11–14 Feb 2020
Nordita
Europe/Stockholm timezone

Merging E/I balance and low-dimensional dynamics to understand robustness to optogenetic stimulation in motor cortex (this talk will be streamed)

12 Feb 2020, 13:30
1h
122:026 (Nordita)

122:026

Nordita

Roslagstullsbacken 17, 106 91 Stockholm, Sweden

Speaker

Maneesh Sahani

Description

Targeted optogenetic perturbations are key to investigating functional roles of sub-populations within neural circuits, yet their effects in recurrent networks may be difficult to interpret. Previous work has
shown that optogenetic stimulation of excitatory cells in macaque motor cortex creates large perturbations of task-related activity, but has only subtle effects on ongoing or upcoming behaviour, or the future dynamical evolution of neural population activity.

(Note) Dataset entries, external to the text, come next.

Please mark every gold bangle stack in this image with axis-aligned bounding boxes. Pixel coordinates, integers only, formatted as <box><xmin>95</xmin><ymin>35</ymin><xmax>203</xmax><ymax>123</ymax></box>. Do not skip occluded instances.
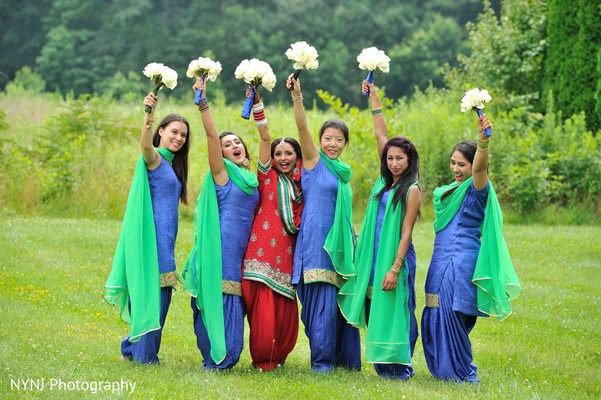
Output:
<box><xmin>478</xmin><ymin>138</ymin><xmax>490</xmax><ymax>154</ymax></box>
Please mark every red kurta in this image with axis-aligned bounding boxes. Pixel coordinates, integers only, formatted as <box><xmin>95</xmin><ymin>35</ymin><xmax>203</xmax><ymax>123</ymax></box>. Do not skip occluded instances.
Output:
<box><xmin>242</xmin><ymin>161</ymin><xmax>302</xmax><ymax>370</ymax></box>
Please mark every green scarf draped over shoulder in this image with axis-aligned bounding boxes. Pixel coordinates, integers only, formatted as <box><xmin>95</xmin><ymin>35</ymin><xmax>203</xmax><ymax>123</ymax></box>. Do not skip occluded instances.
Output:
<box><xmin>319</xmin><ymin>149</ymin><xmax>356</xmax><ymax>279</ymax></box>
<box><xmin>179</xmin><ymin>159</ymin><xmax>259</xmax><ymax>364</ymax></box>
<box><xmin>104</xmin><ymin>148</ymin><xmax>175</xmax><ymax>342</ymax></box>
<box><xmin>434</xmin><ymin>177</ymin><xmax>522</xmax><ymax>320</ymax></box>
<box><xmin>338</xmin><ymin>177</ymin><xmax>417</xmax><ymax>364</ymax></box>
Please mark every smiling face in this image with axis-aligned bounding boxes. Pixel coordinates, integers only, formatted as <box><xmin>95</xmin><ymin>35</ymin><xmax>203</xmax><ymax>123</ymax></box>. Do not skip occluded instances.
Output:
<box><xmin>273</xmin><ymin>141</ymin><xmax>298</xmax><ymax>175</ymax></box>
<box><xmin>158</xmin><ymin>121</ymin><xmax>188</xmax><ymax>153</ymax></box>
<box><xmin>319</xmin><ymin>127</ymin><xmax>346</xmax><ymax>159</ymax></box>
<box><xmin>386</xmin><ymin>146</ymin><xmax>409</xmax><ymax>183</ymax></box>
<box><xmin>450</xmin><ymin>151</ymin><xmax>472</xmax><ymax>183</ymax></box>
<box><xmin>221</xmin><ymin>135</ymin><xmax>246</xmax><ymax>165</ymax></box>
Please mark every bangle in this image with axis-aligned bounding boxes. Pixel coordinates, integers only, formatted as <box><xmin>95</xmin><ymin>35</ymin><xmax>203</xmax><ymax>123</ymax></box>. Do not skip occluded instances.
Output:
<box><xmin>198</xmin><ymin>97</ymin><xmax>209</xmax><ymax>112</ymax></box>
<box><xmin>144</xmin><ymin>115</ymin><xmax>154</xmax><ymax>129</ymax></box>
<box><xmin>478</xmin><ymin>138</ymin><xmax>490</xmax><ymax>149</ymax></box>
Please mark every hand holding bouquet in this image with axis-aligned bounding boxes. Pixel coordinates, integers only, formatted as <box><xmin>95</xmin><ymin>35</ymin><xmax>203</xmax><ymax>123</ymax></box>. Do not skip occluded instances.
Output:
<box><xmin>286</xmin><ymin>42</ymin><xmax>319</xmax><ymax>90</ymax></box>
<box><xmin>143</xmin><ymin>63</ymin><xmax>177</xmax><ymax>113</ymax></box>
<box><xmin>461</xmin><ymin>88</ymin><xmax>492</xmax><ymax>136</ymax></box>
<box><xmin>357</xmin><ymin>47</ymin><xmax>390</xmax><ymax>96</ymax></box>
<box><xmin>234</xmin><ymin>58</ymin><xmax>276</xmax><ymax>119</ymax></box>
<box><xmin>186</xmin><ymin>57</ymin><xmax>221</xmax><ymax>105</ymax></box>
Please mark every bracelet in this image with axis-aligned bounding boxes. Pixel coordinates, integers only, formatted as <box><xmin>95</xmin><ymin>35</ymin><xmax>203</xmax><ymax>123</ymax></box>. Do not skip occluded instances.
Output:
<box><xmin>478</xmin><ymin>138</ymin><xmax>490</xmax><ymax>149</ymax></box>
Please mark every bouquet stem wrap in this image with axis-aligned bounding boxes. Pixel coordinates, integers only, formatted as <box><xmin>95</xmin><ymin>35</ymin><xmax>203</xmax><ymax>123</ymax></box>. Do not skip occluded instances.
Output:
<box><xmin>476</xmin><ymin>108</ymin><xmax>492</xmax><ymax>136</ymax></box>
<box><xmin>242</xmin><ymin>85</ymin><xmax>255</xmax><ymax>119</ymax></box>
<box><xmin>194</xmin><ymin>76</ymin><xmax>205</xmax><ymax>105</ymax></box>
<box><xmin>286</xmin><ymin>69</ymin><xmax>302</xmax><ymax>91</ymax></box>
<box><xmin>144</xmin><ymin>82</ymin><xmax>163</xmax><ymax>114</ymax></box>
<box><xmin>363</xmin><ymin>71</ymin><xmax>374</xmax><ymax>97</ymax></box>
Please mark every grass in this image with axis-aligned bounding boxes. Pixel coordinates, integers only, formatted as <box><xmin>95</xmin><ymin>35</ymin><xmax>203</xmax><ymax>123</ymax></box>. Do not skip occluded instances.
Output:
<box><xmin>0</xmin><ymin>216</ymin><xmax>601</xmax><ymax>399</ymax></box>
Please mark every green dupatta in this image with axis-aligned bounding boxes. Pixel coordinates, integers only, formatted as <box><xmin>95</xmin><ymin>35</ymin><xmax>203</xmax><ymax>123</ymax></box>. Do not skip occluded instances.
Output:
<box><xmin>434</xmin><ymin>177</ymin><xmax>522</xmax><ymax>320</ymax></box>
<box><xmin>179</xmin><ymin>159</ymin><xmax>259</xmax><ymax>364</ymax></box>
<box><xmin>104</xmin><ymin>148</ymin><xmax>175</xmax><ymax>342</ymax></box>
<box><xmin>338</xmin><ymin>177</ymin><xmax>417</xmax><ymax>364</ymax></box>
<box><xmin>319</xmin><ymin>149</ymin><xmax>356</xmax><ymax>279</ymax></box>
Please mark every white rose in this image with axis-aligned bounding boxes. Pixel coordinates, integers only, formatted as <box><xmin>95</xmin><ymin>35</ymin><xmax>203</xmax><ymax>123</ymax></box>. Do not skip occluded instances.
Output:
<box><xmin>186</xmin><ymin>60</ymin><xmax>200</xmax><ymax>78</ymax></box>
<box><xmin>261</xmin><ymin>72</ymin><xmax>276</xmax><ymax>92</ymax></box>
<box><xmin>234</xmin><ymin>60</ymin><xmax>249</xmax><ymax>79</ymax></box>
<box><xmin>143</xmin><ymin>63</ymin><xmax>163</xmax><ymax>79</ymax></box>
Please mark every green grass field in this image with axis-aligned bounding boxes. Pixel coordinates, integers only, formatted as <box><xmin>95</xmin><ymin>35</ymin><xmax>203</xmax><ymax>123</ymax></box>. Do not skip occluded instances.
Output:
<box><xmin>0</xmin><ymin>216</ymin><xmax>601</xmax><ymax>399</ymax></box>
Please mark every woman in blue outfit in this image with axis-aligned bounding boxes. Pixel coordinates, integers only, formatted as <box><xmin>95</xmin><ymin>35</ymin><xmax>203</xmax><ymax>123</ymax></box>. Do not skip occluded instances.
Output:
<box><xmin>286</xmin><ymin>75</ymin><xmax>361</xmax><ymax>372</ymax></box>
<box><xmin>105</xmin><ymin>92</ymin><xmax>190</xmax><ymax>363</ymax></box>
<box><xmin>180</xmin><ymin>78</ymin><xmax>262</xmax><ymax>370</ymax></box>
<box><xmin>422</xmin><ymin>114</ymin><xmax>520</xmax><ymax>383</ymax></box>
<box><xmin>338</xmin><ymin>82</ymin><xmax>421</xmax><ymax>380</ymax></box>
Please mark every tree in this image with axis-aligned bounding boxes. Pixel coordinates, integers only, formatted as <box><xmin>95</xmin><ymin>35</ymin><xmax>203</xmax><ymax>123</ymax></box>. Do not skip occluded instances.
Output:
<box><xmin>543</xmin><ymin>0</ymin><xmax>601</xmax><ymax>131</ymax></box>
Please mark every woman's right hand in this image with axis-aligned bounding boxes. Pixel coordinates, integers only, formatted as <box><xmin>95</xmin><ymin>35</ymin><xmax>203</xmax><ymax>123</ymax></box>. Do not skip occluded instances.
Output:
<box><xmin>286</xmin><ymin>74</ymin><xmax>302</xmax><ymax>97</ymax></box>
<box><xmin>192</xmin><ymin>77</ymin><xmax>207</xmax><ymax>98</ymax></box>
<box><xmin>361</xmin><ymin>81</ymin><xmax>380</xmax><ymax>101</ymax></box>
<box><xmin>144</xmin><ymin>92</ymin><xmax>159</xmax><ymax>113</ymax></box>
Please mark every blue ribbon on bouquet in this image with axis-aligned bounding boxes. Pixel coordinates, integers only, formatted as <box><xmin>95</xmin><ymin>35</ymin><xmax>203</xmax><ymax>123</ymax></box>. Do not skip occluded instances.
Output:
<box><xmin>242</xmin><ymin>85</ymin><xmax>255</xmax><ymax>119</ymax></box>
<box><xmin>476</xmin><ymin>108</ymin><xmax>492</xmax><ymax>136</ymax></box>
<box><xmin>194</xmin><ymin>76</ymin><xmax>205</xmax><ymax>105</ymax></box>
<box><xmin>362</xmin><ymin>71</ymin><xmax>374</xmax><ymax>97</ymax></box>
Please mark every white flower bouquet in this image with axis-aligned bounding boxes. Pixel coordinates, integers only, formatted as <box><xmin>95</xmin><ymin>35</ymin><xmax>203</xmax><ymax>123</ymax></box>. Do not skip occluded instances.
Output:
<box><xmin>357</xmin><ymin>47</ymin><xmax>390</xmax><ymax>96</ymax></box>
<box><xmin>186</xmin><ymin>57</ymin><xmax>221</xmax><ymax>104</ymax></box>
<box><xmin>142</xmin><ymin>63</ymin><xmax>177</xmax><ymax>113</ymax></box>
<box><xmin>286</xmin><ymin>41</ymin><xmax>319</xmax><ymax>90</ymax></box>
<box><xmin>234</xmin><ymin>58</ymin><xmax>276</xmax><ymax>119</ymax></box>
<box><xmin>461</xmin><ymin>88</ymin><xmax>492</xmax><ymax>136</ymax></box>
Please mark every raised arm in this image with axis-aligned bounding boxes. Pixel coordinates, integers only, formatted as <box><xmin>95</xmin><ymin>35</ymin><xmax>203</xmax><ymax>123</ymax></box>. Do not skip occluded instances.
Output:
<box><xmin>472</xmin><ymin>114</ymin><xmax>492</xmax><ymax>190</ymax></box>
<box><xmin>361</xmin><ymin>81</ymin><xmax>388</xmax><ymax>156</ymax></box>
<box><xmin>286</xmin><ymin>74</ymin><xmax>319</xmax><ymax>170</ymax></box>
<box><xmin>382</xmin><ymin>185</ymin><xmax>422</xmax><ymax>290</ymax></box>
<box><xmin>246</xmin><ymin>88</ymin><xmax>271</xmax><ymax>165</ymax></box>
<box><xmin>192</xmin><ymin>78</ymin><xmax>229</xmax><ymax>186</ymax></box>
<box><xmin>140</xmin><ymin>92</ymin><xmax>161</xmax><ymax>170</ymax></box>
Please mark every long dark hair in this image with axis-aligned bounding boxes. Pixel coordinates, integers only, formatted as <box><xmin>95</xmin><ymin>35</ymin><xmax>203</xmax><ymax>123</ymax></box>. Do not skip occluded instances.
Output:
<box><xmin>440</xmin><ymin>140</ymin><xmax>477</xmax><ymax>201</ymax></box>
<box><xmin>152</xmin><ymin>114</ymin><xmax>192</xmax><ymax>205</ymax></box>
<box><xmin>271</xmin><ymin>137</ymin><xmax>303</xmax><ymax>160</ymax></box>
<box><xmin>375</xmin><ymin>136</ymin><xmax>421</xmax><ymax>215</ymax></box>
<box><xmin>219</xmin><ymin>132</ymin><xmax>252</xmax><ymax>169</ymax></box>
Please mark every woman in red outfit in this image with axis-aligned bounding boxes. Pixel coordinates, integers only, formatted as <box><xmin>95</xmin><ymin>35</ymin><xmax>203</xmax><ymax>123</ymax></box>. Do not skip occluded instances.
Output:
<box><xmin>242</xmin><ymin>89</ymin><xmax>302</xmax><ymax>371</ymax></box>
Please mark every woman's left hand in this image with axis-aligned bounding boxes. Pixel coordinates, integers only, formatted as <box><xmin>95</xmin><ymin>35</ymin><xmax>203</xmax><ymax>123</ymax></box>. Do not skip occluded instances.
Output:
<box><xmin>382</xmin><ymin>271</ymin><xmax>399</xmax><ymax>291</ymax></box>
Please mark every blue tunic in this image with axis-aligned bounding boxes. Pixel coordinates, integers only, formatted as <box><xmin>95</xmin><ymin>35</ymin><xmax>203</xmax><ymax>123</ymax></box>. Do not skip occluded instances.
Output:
<box><xmin>292</xmin><ymin>159</ymin><xmax>361</xmax><ymax>372</ymax></box>
<box><xmin>366</xmin><ymin>190</ymin><xmax>418</xmax><ymax>380</ymax></box>
<box><xmin>422</xmin><ymin>185</ymin><xmax>489</xmax><ymax>383</ymax></box>
<box><xmin>148</xmin><ymin>157</ymin><xmax>182</xmax><ymax>274</ymax></box>
<box><xmin>191</xmin><ymin>179</ymin><xmax>259</xmax><ymax>369</ymax></box>
<box><xmin>292</xmin><ymin>159</ymin><xmax>338</xmax><ymax>285</ymax></box>
<box><xmin>121</xmin><ymin>157</ymin><xmax>182</xmax><ymax>363</ymax></box>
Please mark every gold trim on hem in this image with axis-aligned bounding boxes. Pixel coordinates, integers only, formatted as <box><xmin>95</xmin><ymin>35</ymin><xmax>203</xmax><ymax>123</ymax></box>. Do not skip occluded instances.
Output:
<box><xmin>160</xmin><ymin>271</ymin><xmax>177</xmax><ymax>288</ymax></box>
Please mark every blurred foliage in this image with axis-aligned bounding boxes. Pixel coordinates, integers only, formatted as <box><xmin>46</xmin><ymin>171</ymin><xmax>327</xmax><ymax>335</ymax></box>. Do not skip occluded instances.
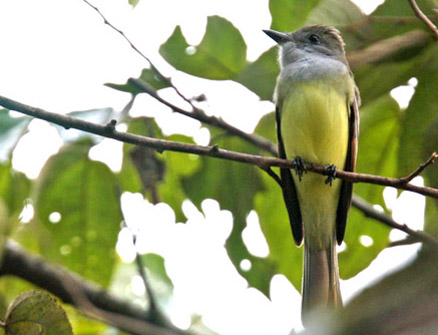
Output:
<box><xmin>0</xmin><ymin>0</ymin><xmax>438</xmax><ymax>333</ymax></box>
<box><xmin>0</xmin><ymin>291</ymin><xmax>73</xmax><ymax>335</ymax></box>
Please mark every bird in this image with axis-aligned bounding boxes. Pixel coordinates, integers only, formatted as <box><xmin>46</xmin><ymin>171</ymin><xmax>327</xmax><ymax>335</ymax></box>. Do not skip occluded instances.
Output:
<box><xmin>264</xmin><ymin>25</ymin><xmax>360</xmax><ymax>327</ymax></box>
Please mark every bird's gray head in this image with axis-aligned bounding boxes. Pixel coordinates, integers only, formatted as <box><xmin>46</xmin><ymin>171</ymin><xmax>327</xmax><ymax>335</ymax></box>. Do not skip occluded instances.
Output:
<box><xmin>264</xmin><ymin>25</ymin><xmax>346</xmax><ymax>66</ymax></box>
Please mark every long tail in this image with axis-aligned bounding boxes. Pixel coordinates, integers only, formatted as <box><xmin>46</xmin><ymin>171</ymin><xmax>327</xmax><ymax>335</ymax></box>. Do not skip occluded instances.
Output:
<box><xmin>301</xmin><ymin>239</ymin><xmax>342</xmax><ymax>326</ymax></box>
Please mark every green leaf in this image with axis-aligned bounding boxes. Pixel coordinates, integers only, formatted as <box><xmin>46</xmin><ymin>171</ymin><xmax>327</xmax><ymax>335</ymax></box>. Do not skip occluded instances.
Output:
<box><xmin>4</xmin><ymin>291</ymin><xmax>73</xmax><ymax>335</ymax></box>
<box><xmin>235</xmin><ymin>47</ymin><xmax>280</xmax><ymax>100</ymax></box>
<box><xmin>398</xmin><ymin>45</ymin><xmax>438</xmax><ymax>175</ymax></box>
<box><xmin>254</xmin><ymin>172</ymin><xmax>303</xmax><ymax>290</ymax></box>
<box><xmin>158</xmin><ymin>135</ymin><xmax>201</xmax><ymax>222</ymax></box>
<box><xmin>105</xmin><ymin>66</ymin><xmax>170</xmax><ymax>95</ymax></box>
<box><xmin>182</xmin><ymin>135</ymin><xmax>266</xmax><ymax>296</ymax></box>
<box><xmin>129</xmin><ymin>0</ymin><xmax>140</xmax><ymax>7</ymax></box>
<box><xmin>160</xmin><ymin>16</ymin><xmax>246</xmax><ymax>80</ymax></box>
<box><xmin>0</xmin><ymin>162</ymin><xmax>31</xmax><ymax>216</ymax></box>
<box><xmin>254</xmin><ymin>113</ymin><xmax>303</xmax><ymax>290</ymax></box>
<box><xmin>303</xmin><ymin>0</ymin><xmax>365</xmax><ymax>26</ymax></box>
<box><xmin>269</xmin><ymin>0</ymin><xmax>321</xmax><ymax>31</ymax></box>
<box><xmin>373</xmin><ymin>0</ymin><xmax>436</xmax><ymax>17</ymax></box>
<box><xmin>0</xmin><ymin>109</ymin><xmax>31</xmax><ymax>160</ymax></box>
<box><xmin>35</xmin><ymin>143</ymin><xmax>122</xmax><ymax>285</ymax></box>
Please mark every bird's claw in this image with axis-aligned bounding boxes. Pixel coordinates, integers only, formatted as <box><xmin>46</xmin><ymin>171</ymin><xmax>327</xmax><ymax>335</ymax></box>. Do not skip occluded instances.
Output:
<box><xmin>322</xmin><ymin>164</ymin><xmax>336</xmax><ymax>186</ymax></box>
<box><xmin>294</xmin><ymin>156</ymin><xmax>307</xmax><ymax>181</ymax></box>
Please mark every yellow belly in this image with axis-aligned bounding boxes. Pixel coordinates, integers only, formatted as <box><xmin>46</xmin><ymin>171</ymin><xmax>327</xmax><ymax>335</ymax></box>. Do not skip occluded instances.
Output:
<box><xmin>281</xmin><ymin>82</ymin><xmax>349</xmax><ymax>249</ymax></box>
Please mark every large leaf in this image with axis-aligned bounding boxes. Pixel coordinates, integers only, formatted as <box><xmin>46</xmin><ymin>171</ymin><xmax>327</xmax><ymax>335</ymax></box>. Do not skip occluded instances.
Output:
<box><xmin>35</xmin><ymin>143</ymin><xmax>122</xmax><ymax>285</ymax></box>
<box><xmin>235</xmin><ymin>47</ymin><xmax>280</xmax><ymax>100</ymax></box>
<box><xmin>0</xmin><ymin>162</ymin><xmax>31</xmax><ymax>216</ymax></box>
<box><xmin>160</xmin><ymin>16</ymin><xmax>246</xmax><ymax>79</ymax></box>
<box><xmin>398</xmin><ymin>45</ymin><xmax>438</xmax><ymax>175</ymax></box>
<box><xmin>3</xmin><ymin>291</ymin><xmax>73</xmax><ymax>335</ymax></box>
<box><xmin>269</xmin><ymin>0</ymin><xmax>321</xmax><ymax>31</ymax></box>
<box><xmin>183</xmin><ymin>137</ymin><xmax>266</xmax><ymax>295</ymax></box>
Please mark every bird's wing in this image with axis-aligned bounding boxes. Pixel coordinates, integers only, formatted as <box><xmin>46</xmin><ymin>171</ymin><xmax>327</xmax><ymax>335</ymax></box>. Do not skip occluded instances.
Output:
<box><xmin>336</xmin><ymin>89</ymin><xmax>360</xmax><ymax>244</ymax></box>
<box><xmin>275</xmin><ymin>107</ymin><xmax>303</xmax><ymax>246</ymax></box>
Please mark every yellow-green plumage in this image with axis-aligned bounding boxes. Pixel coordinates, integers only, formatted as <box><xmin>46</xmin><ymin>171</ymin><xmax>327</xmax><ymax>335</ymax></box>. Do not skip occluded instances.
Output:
<box><xmin>281</xmin><ymin>81</ymin><xmax>349</xmax><ymax>250</ymax></box>
<box><xmin>265</xmin><ymin>25</ymin><xmax>359</xmax><ymax>326</ymax></box>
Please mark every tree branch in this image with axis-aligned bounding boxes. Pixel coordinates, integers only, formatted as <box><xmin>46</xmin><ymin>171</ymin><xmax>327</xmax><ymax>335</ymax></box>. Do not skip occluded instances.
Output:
<box><xmin>83</xmin><ymin>0</ymin><xmax>195</xmax><ymax>108</ymax></box>
<box><xmin>0</xmin><ymin>241</ymin><xmax>189</xmax><ymax>335</ymax></box>
<box><xmin>128</xmin><ymin>78</ymin><xmax>277</xmax><ymax>156</ymax></box>
<box><xmin>353</xmin><ymin>195</ymin><xmax>438</xmax><ymax>248</ymax></box>
<box><xmin>408</xmin><ymin>0</ymin><xmax>438</xmax><ymax>38</ymax></box>
<box><xmin>0</xmin><ymin>96</ymin><xmax>438</xmax><ymax>199</ymax></box>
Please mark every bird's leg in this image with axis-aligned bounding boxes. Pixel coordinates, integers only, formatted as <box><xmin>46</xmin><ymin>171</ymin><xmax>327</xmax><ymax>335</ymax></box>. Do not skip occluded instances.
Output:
<box><xmin>322</xmin><ymin>164</ymin><xmax>336</xmax><ymax>186</ymax></box>
<box><xmin>294</xmin><ymin>156</ymin><xmax>307</xmax><ymax>181</ymax></box>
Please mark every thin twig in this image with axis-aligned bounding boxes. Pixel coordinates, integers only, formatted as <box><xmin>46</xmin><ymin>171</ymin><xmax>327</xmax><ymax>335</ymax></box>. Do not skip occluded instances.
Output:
<box><xmin>408</xmin><ymin>0</ymin><xmax>438</xmax><ymax>38</ymax></box>
<box><xmin>128</xmin><ymin>78</ymin><xmax>277</xmax><ymax>156</ymax></box>
<box><xmin>0</xmin><ymin>96</ymin><xmax>438</xmax><ymax>199</ymax></box>
<box><xmin>0</xmin><ymin>241</ymin><xmax>190</xmax><ymax>335</ymax></box>
<box><xmin>79</xmin><ymin>0</ymin><xmax>277</xmax><ymax>155</ymax></box>
<box><xmin>83</xmin><ymin>0</ymin><xmax>196</xmax><ymax>110</ymax></box>
<box><xmin>400</xmin><ymin>152</ymin><xmax>438</xmax><ymax>183</ymax></box>
<box><xmin>353</xmin><ymin>195</ymin><xmax>438</xmax><ymax>248</ymax></box>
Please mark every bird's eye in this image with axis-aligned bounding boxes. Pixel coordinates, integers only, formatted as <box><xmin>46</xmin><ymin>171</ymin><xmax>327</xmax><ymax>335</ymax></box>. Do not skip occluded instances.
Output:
<box><xmin>309</xmin><ymin>34</ymin><xmax>321</xmax><ymax>43</ymax></box>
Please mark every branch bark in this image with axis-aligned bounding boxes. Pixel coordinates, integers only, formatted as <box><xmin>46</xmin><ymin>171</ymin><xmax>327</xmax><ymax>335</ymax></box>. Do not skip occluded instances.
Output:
<box><xmin>0</xmin><ymin>96</ymin><xmax>438</xmax><ymax>199</ymax></box>
<box><xmin>353</xmin><ymin>195</ymin><xmax>438</xmax><ymax>248</ymax></box>
<box><xmin>408</xmin><ymin>0</ymin><xmax>438</xmax><ymax>39</ymax></box>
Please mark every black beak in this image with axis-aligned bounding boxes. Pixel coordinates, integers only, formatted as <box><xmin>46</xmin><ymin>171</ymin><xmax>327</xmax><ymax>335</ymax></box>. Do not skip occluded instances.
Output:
<box><xmin>263</xmin><ymin>30</ymin><xmax>290</xmax><ymax>44</ymax></box>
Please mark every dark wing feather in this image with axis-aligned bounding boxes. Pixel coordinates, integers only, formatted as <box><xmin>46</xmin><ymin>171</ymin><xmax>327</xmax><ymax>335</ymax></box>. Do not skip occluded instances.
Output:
<box><xmin>336</xmin><ymin>89</ymin><xmax>360</xmax><ymax>244</ymax></box>
<box><xmin>275</xmin><ymin>108</ymin><xmax>303</xmax><ymax>246</ymax></box>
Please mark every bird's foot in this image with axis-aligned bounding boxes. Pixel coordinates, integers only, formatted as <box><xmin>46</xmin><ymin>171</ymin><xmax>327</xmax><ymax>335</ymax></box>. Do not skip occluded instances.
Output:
<box><xmin>294</xmin><ymin>156</ymin><xmax>307</xmax><ymax>181</ymax></box>
<box><xmin>322</xmin><ymin>164</ymin><xmax>336</xmax><ymax>186</ymax></box>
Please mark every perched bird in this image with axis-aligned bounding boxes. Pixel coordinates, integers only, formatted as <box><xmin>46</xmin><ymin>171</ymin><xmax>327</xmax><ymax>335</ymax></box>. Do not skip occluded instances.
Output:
<box><xmin>264</xmin><ymin>25</ymin><xmax>360</xmax><ymax>325</ymax></box>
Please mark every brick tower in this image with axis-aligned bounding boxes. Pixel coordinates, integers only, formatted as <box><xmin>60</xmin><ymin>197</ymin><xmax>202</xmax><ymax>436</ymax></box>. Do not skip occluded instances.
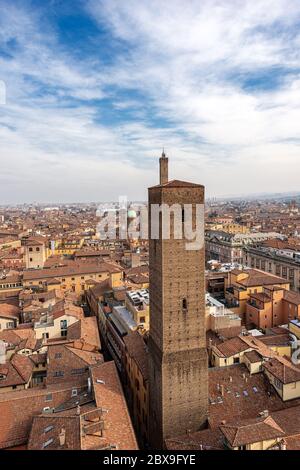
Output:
<box><xmin>148</xmin><ymin>153</ymin><xmax>208</xmax><ymax>449</ymax></box>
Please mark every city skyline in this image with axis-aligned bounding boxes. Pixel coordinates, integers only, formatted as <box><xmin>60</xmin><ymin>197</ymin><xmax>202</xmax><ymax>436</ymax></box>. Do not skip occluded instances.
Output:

We show that such behaviour can be accounted for within a low-dimensional dynamical
system framework if the dynamics are nonnormal with a nullspace that is well-aligned with the optogenetic perturbation pattern. How might such alignment might arise? We hypothesize that circuit-level features such as E/I balance might contribute crucially. To evaluate this hypothesis from neural recordings, we develop a novel approach to fit a high-dimensional discrete-time balanced E/I network that
expresses the low-dimensional and smooth dynamics observed in the recorded population responses. We indeed find that balanced networks can naturally create the appropriate non-normal structure to generate robustness to perturbation, while retaining the expressive capacity to recapitulate movement-related dynamics. Ultimately, techniques to establish more explicit links between circuit-level properties and population-level dynamics will be necessary to link neural perturbations, which are delivered in circuit coordinates, to the dynamics of computations.